If one were to close the eyes and extend an arm out to the side, for instance, and then to the front there is a sensing, or perception, of where the hand is located in space in relation to the body itself ... especially when the muscles of the hand are flexed.

The sense of movement (the ability to feel movements of the limbs and body) is called kinaesthesia and the inability to sense movement is called kinanaesthesia.

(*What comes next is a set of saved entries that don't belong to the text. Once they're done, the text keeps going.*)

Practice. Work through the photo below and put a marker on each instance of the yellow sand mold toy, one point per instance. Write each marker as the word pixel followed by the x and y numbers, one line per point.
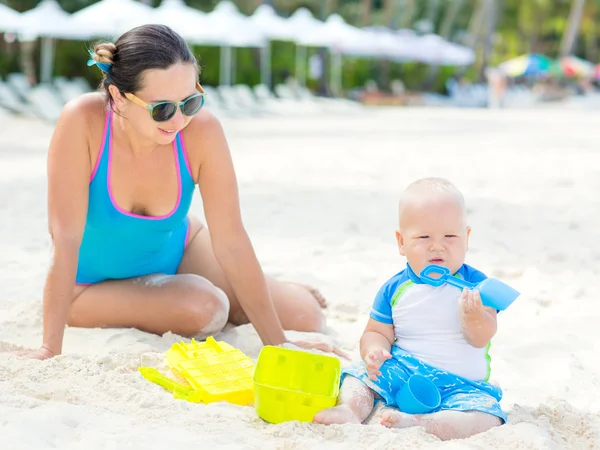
pixel 214 371
pixel 294 384
pixel 285 385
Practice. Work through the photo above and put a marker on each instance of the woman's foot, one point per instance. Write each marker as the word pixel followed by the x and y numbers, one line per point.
pixel 397 419
pixel 337 414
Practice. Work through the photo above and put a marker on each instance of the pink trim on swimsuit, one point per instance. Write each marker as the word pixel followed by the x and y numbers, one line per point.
pixel 138 216
pixel 99 157
pixel 187 233
pixel 185 157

Sometimes the receptors in the labyrinth (the vestibular sense organ), or inner ear, are also considered proprioceptors. The sense of balance, or equilibrium, is stimulated by gravity, rotation, and acceleration. Vis.:

• The inner ear contains parts (the non-auditory labyrinth or vestibular organ) that are sensitive to acceleration in space, rotation, and orientation in the gravitational field. (...) Unusual stimulation of the vestibular receptors and semicircular canals also can give rise to sensory distortions in visual and motor activity. The resulting discord between one’s visual and motor responses and the external space (as aboard ship in a heaving sea) often leads to nausea and disorientation (e.g., seasickness). In space flight these sensory systems usually are not stimulated except as the weightless astronaut affects them by his own movements. Such abnormal gravitational and acceleratory forces apparently contribute to the nausea or disequilibrium sometimes reported by people in outer space. (Encyclopaedia Britannica).

Again, if one were to close the eyes one will find there is a sensing, or perception, of being oriented in space (of space all around including behind the body) ... and this has as much to do with balance, acceleration and/or rotation in space, orientation in a gravity field (if there be one) as it has to do with the proprioceptive senses proper in the muscles, tendons, and joints.

The proprioceptive senses are part of the somatic sensory system (somaesthesis/ somaesthesia) which is the faculty of bodily perception (sensory systems associated with the body) and includes skin senses (cutaneous receptors for hot/cold, pressure, physical pleasure/ pain, for example) and the internal organs sensors (cardiovascular or circulatory receptors for blood pressure, heart rate, and carbon dioxide and digestive tract receptors for hunger and thirst, for instance) as well as the equilibrium sense, or sense of balance, already mentioned.

Thus proprioception is the ability to sense the position and location and orientation and movement of the body, and its parts, because of the proprioceptors in the muscles, tendons, and joint capsules (in combination with the sense of balance, acceleration and/or rotation in space, and orientation in a gravitational field, of the inner ear or vestibular organ).

In other words: the sense of being here, in space, as a body is not just because of sight (visual perception), sound (auditory perception), touch (cutaneous perception), smell (olfactory perception), and taste (gustatory perception).